Depuis dix jours en Guyane, l’ensemble de la filière des socioprofessionnels de la pêche a cessé de sortir en mer. Par ce geste symbolique, elle entend rappeler un constat accablant : la majorité des eaux territoriales de Guyane échappe à tout contrôle. Une vérité longtemps minimisée, alors qu’elle impacte indifféremment ressource naturelles commerciales, et espèces menacées.

10 ans de constats.

En février 2003, le WWF organisait le premier survol aérien d’estimation de l’ampleur de la pêche illégale. Lors de ce trajet couvrant l’ensemble de l’Ouest guyanais, sur 15 navires identifiés, 12 étaient illégaux.

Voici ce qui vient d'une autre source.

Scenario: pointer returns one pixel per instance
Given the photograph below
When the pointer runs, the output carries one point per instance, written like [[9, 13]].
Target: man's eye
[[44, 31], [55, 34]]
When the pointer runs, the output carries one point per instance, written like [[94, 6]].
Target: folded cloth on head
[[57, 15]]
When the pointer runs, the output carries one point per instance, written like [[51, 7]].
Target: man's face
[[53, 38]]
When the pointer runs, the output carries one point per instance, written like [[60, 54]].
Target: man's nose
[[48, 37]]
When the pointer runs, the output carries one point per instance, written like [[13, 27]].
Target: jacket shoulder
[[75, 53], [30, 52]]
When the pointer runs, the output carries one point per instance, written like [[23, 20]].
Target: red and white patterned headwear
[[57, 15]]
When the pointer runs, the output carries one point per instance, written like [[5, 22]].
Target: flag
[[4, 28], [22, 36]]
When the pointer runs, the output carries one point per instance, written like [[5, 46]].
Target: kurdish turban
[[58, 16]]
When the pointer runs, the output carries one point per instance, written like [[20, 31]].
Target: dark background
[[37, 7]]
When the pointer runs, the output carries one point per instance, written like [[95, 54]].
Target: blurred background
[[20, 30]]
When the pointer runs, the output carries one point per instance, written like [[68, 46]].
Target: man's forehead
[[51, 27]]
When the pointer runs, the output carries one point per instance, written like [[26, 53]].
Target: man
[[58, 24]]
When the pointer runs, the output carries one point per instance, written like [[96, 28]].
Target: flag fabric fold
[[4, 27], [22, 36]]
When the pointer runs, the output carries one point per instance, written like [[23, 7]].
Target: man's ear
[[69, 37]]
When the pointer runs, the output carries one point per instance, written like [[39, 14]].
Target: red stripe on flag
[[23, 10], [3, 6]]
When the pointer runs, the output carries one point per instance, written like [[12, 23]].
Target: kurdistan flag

Ces

« tapouilles », provenant des Pays voisins (Suriname, Brésil, Guyana), utilisent de longs filets maillants dérivants pouvant mesurer jusqu’à 10Km. Ces navires illégaux exploitent, selon l’Ifremer, entre 4000 et 8000 tonnes de ressources halieutiques par an, représentant ainsi 200% de l’effort de pêche officiel. L’acoupa rouge  (Cynoscion  acoupa),  principale  espèce  ciblée  et  importante ressource  économique  en Guyane, montre les premiers signes de surexploitation. Et encore récemment, aucun signe tangible d’amélioration : lors du dernier survol mené par le WWF, en mai 2012, 44 navires ont été répertoriés : seuls deux battaient pavillon français…

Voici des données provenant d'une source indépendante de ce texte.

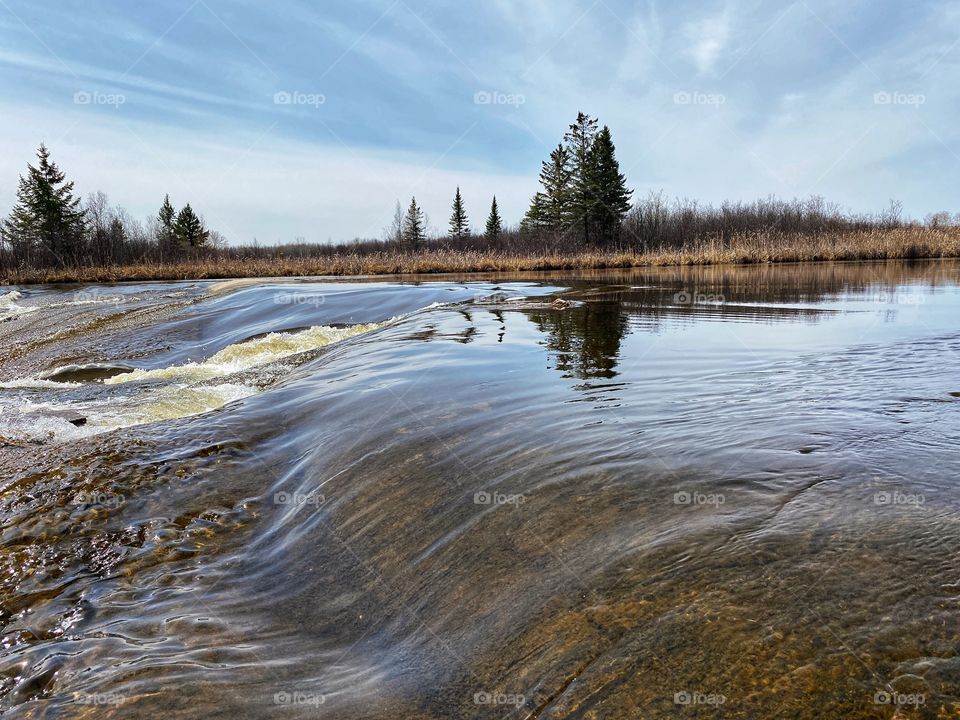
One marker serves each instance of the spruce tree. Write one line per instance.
(536, 218)
(579, 142)
(494, 225)
(459, 224)
(47, 217)
(613, 197)
(413, 225)
(189, 230)
(555, 177)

Un impact avéré sur les espèces menacées.

En parallèle au tort causé à la filière « pêche » de Guyane, ces flottilles illégales représentent aussi la pression la plus sérieuse sur les espèces marines menacées. Ainsi, les travaux menés conjointement entre le Comité Régional des Pêches de Guyane et le WWF ont montré que la tortue Luth (Dermochelys coriacea) est l’espèce la plus communément capturée par les filets maillants dérivants, suivie du Dauphin Sotalie (Sotalia guianensis). Mais si la tortue Luth souffre d’un taux de mortalité directe de 5% en cas de capture, le sort des dauphins est tout autre : 100% des dauphins capturés ont été retrouvés morts dans ces filets.

En parallèle, les autres tortues marines nidifiant en Guyane (tortues vertes et olivâtres) apparaissent aussi parmi les victimes de ces pratiques. Ainsi, et malgré les importants efforts de protection sur les plages, aucune avancée significative ne peut être aujourd’hui saluée en termes de conservation des tortues marines en Guyane, du fait du maintien de la pêche illégale.

En 2003, dans l’Ouest guyanais, 8 % des tortues luth montraient des blessures attribuables aux captures accidentelles.   En   2012,   plus  de  20 %   des  tortues  luth  contrôlées  portaient   ces  mêmes  traces caractéristiques, selon le CNRS IPHC.

Le changement, c’est maintenant ?

Le manque de souveraineté nationale dans les eaux territoriales françaises en Guyane reste basé sur des faiblesses récurrentes : des moyens nautiques lourds, et à capacité de déploiement limitée vers les zones frontalières. Parallèlement, un manque important de moyens légers demeure, alors même que la majorité des eaux territoriales affiche de faibles profondeurs.

Fin 2007, une opération d’ampleur baptisée « Tassergal » validée par le Premier Ministre, impliquant les administrations de la défense, de l’intérieur, de la justice, du développement durable, combinant moyens adaptés et coopération avec le Brésil, avait permis un net recul de la pression de pêche illégale. Sur la base de ce modèle, le WWF appelle à la mise en place d’une stratégie spécifique, réfléchie sur la durée, en complément des annonces récentes du Ministres des Outre-mer, et du ministre délégué aux Transports, à la mer et à la pêche.

En conséquence, le WWF renouvelle son soutien au Comité Régional des Pêches et des Elevages Marins de Guyane dans sa volonté d’un contrôle effectif des eaux territoriales de Guyane.